By in Announcements, Lifelong Learning | 0 comments

So here we are…the 21st Century Education is the “new” way of learning and teaching. What do we mean when we talk about this revolutionary education?

First of all, it’s not a new but an adapted approach to this rapid changing world. So let’s take a closer look at this: Teachers used to be the owners of content and the ones responsible to transmit it to their students. As a teacher you stand in front of your class and teach while your students (hoepfully) pay attention.
But today there is no way to compete with the Internet! It is all there, there is so much overwhelming information of any possible kind out there. A paradigm change is important and necessary.

And again, what are we talking about?

Instead of teaching content, students need skills and literacies to deal with all this information in this extremely fast changing world.

Can you already see the extended role a teacher has today?

But let’s begin with all kinds of thoughts, fears and resistance teachers might have when it comes to talking about change:

  • Do I need to do this?
  • I don’t have time for this…
  • I don’t know what I should change…
  • My teaching worked for so long that I don’t have to change anything…

So here comes the big question: Do you remember why you decided to be a teacher?

The other day I came across the “Golden Circle“. Simon Sinek states that most of the companies know WHAT they do, in most cases they know HOW they do it, but very few companies know WHY they do what they do.

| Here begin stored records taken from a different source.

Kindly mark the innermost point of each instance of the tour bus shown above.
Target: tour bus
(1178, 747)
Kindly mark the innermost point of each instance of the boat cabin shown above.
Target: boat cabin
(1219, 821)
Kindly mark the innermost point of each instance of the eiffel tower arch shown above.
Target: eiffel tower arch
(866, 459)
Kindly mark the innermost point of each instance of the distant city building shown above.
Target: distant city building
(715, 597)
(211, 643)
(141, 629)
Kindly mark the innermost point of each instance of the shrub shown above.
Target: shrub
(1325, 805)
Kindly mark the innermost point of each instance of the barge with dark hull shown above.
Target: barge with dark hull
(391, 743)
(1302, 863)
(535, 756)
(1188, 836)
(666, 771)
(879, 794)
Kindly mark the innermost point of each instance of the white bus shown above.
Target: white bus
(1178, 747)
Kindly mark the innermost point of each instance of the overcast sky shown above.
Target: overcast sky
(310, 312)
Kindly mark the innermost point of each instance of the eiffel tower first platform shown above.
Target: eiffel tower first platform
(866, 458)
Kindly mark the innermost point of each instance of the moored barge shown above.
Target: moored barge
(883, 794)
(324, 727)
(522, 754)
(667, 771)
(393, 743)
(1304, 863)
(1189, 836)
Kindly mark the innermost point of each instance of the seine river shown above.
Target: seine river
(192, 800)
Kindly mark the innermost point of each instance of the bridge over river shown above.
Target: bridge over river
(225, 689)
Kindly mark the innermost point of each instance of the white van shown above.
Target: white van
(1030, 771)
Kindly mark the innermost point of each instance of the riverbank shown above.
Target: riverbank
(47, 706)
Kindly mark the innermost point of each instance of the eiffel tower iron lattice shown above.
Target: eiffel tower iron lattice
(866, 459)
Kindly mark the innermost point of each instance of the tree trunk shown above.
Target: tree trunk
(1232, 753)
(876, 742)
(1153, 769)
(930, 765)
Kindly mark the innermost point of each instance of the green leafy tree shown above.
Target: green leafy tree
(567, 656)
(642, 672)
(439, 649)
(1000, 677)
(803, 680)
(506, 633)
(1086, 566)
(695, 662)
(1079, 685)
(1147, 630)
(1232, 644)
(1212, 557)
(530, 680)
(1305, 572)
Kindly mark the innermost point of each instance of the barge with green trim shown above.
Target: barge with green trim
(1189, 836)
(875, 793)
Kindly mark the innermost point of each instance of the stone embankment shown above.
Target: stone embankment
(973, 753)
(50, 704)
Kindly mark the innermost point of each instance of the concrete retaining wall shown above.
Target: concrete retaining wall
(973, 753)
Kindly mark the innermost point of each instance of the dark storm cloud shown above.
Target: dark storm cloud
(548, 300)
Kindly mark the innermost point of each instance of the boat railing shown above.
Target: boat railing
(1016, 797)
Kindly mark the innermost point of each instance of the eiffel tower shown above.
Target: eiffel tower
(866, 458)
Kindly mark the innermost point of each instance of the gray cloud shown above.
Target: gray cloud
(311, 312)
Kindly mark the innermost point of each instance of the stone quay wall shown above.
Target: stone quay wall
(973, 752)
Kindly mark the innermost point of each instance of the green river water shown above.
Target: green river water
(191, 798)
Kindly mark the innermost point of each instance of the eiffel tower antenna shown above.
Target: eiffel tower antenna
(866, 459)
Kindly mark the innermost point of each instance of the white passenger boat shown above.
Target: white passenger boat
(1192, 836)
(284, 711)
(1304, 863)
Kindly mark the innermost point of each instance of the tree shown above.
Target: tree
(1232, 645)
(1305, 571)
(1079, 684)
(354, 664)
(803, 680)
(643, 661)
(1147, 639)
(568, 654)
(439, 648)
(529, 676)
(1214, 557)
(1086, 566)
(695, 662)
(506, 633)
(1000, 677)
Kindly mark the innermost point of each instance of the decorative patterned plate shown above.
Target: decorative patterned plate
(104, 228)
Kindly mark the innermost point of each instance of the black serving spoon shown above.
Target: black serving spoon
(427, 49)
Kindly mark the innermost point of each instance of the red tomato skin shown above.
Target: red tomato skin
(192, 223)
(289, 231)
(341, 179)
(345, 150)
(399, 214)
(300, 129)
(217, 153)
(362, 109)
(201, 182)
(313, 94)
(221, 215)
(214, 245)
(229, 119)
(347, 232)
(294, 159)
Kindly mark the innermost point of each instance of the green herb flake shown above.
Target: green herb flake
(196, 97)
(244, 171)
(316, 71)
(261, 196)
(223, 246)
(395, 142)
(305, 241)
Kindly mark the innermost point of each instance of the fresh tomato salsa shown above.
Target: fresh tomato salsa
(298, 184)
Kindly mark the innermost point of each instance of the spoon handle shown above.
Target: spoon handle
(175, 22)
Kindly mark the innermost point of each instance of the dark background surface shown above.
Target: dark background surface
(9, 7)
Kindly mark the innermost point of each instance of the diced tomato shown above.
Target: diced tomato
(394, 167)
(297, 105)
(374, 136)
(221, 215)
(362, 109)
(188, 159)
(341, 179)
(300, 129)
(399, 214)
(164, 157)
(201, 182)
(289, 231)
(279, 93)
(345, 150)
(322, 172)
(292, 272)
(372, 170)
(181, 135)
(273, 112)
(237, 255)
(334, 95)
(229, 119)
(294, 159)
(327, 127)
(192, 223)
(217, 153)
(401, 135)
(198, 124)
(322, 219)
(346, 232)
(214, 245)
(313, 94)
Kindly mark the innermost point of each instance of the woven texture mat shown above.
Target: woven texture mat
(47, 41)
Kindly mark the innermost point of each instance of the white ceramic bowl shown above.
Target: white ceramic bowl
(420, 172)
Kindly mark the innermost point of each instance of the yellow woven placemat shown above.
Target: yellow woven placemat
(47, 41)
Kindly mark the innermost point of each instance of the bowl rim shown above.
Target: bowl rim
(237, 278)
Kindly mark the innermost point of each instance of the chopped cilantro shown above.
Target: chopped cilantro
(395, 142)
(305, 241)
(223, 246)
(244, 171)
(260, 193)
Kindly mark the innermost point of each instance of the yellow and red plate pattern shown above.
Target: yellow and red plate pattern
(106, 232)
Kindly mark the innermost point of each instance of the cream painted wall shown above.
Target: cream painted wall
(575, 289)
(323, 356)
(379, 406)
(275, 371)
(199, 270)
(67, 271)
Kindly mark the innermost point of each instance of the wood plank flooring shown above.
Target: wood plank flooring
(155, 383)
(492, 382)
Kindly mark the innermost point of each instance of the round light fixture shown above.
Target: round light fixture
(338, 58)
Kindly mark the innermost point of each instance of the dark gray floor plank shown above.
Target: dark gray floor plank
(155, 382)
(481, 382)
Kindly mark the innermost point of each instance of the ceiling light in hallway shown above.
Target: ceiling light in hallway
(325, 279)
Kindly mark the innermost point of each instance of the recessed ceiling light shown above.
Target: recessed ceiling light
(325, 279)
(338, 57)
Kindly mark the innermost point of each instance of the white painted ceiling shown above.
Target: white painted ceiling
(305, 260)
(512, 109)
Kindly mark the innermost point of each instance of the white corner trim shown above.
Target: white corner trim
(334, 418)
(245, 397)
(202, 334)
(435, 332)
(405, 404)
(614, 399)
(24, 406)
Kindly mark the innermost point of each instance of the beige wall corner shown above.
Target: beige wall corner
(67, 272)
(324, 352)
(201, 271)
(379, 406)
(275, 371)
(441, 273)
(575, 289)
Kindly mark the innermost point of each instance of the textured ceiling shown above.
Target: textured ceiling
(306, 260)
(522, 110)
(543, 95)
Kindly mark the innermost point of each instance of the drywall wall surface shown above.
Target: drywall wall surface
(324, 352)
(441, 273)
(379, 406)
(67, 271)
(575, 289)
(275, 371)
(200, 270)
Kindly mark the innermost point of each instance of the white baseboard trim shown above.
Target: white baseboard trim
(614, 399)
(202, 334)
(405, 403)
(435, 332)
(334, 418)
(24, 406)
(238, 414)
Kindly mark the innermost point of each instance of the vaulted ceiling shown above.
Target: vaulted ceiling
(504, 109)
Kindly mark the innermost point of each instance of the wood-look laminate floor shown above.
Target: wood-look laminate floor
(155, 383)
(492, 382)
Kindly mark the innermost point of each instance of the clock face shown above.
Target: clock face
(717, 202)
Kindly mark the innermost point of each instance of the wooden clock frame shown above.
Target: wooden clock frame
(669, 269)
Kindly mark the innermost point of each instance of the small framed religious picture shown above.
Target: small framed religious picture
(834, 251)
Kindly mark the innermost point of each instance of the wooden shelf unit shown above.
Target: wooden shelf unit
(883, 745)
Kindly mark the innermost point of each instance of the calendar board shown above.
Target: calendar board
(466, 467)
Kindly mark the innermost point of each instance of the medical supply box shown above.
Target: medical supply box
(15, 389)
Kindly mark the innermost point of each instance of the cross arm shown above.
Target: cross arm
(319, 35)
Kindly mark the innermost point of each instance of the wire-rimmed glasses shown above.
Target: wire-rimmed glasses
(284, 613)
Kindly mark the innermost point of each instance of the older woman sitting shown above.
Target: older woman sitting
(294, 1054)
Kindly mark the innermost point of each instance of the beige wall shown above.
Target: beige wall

I realized that this “why” question should be used, not only for companies, but for our daily lifes. Before we go for the what and how, we should have a very clear idea about the why!

If we translate all of this to teaching, why did you decide to become a teacher? What drives you to go to school everyday? Are you aware of your own feeling when you make an impact on your students? How do you feel when you go back home after a long school day knowing that your students were engaged in the lesson?

Regarding your students you can ask the following questions:

  • Why my students don’t get motivated?
  • Why do my students need a different way of learning?
  • Why should I include the 21st Century Education in my teaching and learning?
  • Why would I make a difference doing this?
  • Why….?

This Golden Circle can be the push you need to get involved in 21st Century Education and more than anything, get your passion back!

Thinking about it, writing it down, keeping it in mind at all time. It will give you the new energy and needed motivation when things don’t flow easy. It happens to all of us at some point, no matter what we do! The hardest part is overcome our own resistance. Once we get that out of the way, we’ll find the rest of the journey much easier and can begin to engage. That passion will support you willingness to learn!

So if you remember your big WHY, we can continue to talk about 21st Century Education.

If all the answers are already online, we have to think about asking better questions. The only way to find what we are looking for, is entering the right question in Google search, right? Although we entered the right question in the search box,  we will receive hundreds and thousands of answers in less than a second….so? Next step is to filter, classify, evaluate,  and the list goes on, our results.

We are now talking about contemporary literacies (network, information, media, global and digital citizenship) and skills (communicate, collaborate, create, critical thinking and connecting) needed to prepare your students for THEIR future.

Teachers today are key drivers to help students develop all these skills and expose them to these new literacies. Students are not just information consumers anymore. With your help, as their teacher, they will be producers of many types of media. They will possess the skills needed to be digital citizens.

You will have to learn these skills and literacies before you can teach them. This happens one step at a time, at your own pace, whenever and wherever you want. Always remember that your learning equals your students’s success!